The J. Paul Getty Museum in Los Angeles has returned two ancient masterpieces long claimed by Greece on grounds of illegal provenance, the Greek culture ministry said on Friday.
The items, a gold funerary wreath and a marble woman's torso, arrived on Thursday evening on an Olympic Airlines flight from New York in "excellent condition", a ministry official told AFP.
"The antiquities will be stored at the Archaeological Museum in Athens, and will be officially presented by Minister George Voulgarakis on March 29," she said.
Greece had demanded for over a decade the return of the two works, in addition to two other items yielded by the Getty last summer, arguing that they were illegally removed from the country.
The museum decided to restore the wreath and torso after seeing evidence on their provenance from the Greek culture ministry, museum director Michael Brand said in December.
Four months previously, the Getty had also signed over ownership to a fourth-century BC engraved funeral stele, and a late fifth-century BC engraved sculpture.

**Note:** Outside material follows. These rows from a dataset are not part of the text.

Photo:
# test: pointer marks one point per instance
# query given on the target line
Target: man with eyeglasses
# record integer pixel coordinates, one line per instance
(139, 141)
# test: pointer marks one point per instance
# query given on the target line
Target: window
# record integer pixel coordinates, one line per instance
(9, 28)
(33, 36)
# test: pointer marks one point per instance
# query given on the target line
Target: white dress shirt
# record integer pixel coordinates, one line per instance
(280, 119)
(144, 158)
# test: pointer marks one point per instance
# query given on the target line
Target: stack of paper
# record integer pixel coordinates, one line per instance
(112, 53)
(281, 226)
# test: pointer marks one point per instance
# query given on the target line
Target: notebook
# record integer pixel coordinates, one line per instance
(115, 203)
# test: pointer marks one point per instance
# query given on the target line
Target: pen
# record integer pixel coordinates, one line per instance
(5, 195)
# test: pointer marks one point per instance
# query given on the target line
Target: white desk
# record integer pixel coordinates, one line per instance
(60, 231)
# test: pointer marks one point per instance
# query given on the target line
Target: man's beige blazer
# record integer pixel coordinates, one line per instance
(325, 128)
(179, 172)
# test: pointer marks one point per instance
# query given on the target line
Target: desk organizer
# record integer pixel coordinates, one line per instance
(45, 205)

The ancient gold wreath returned on Thursday is part of Greece's case against a former Getty museum curator, Marion True, who is also under investigation over 29 undeclared antiquities found last year in a Greek island villa she owns.

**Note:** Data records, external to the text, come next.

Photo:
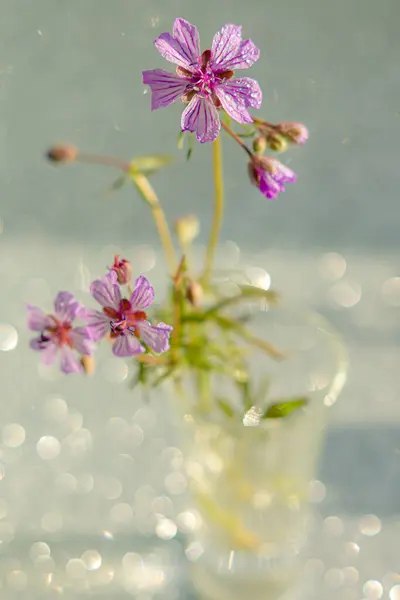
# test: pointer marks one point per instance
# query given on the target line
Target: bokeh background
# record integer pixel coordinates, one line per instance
(86, 464)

In addition to True, who is also on trial in Italy and denies involvement with antiquity smugglers, Greek authorities are also investigating Christophe Leon, a Swiss-based art dealer.
True and Leon are suspected of having received the Hellenistic-era wreath, which police say was illegally excavated in the northern Greek region of Macedonia in July 1993, and subsequently selling it to the Getty Museum for 1.15 million dollars (860,000 euros).
The Getty insists it never knowingly bought illegally acquired artefacts.
The Greek authorities have recently stepped up efforts to clamp down on the illegal trafficking of antiquities that has plagued the country's rich archaeology heritage for decades.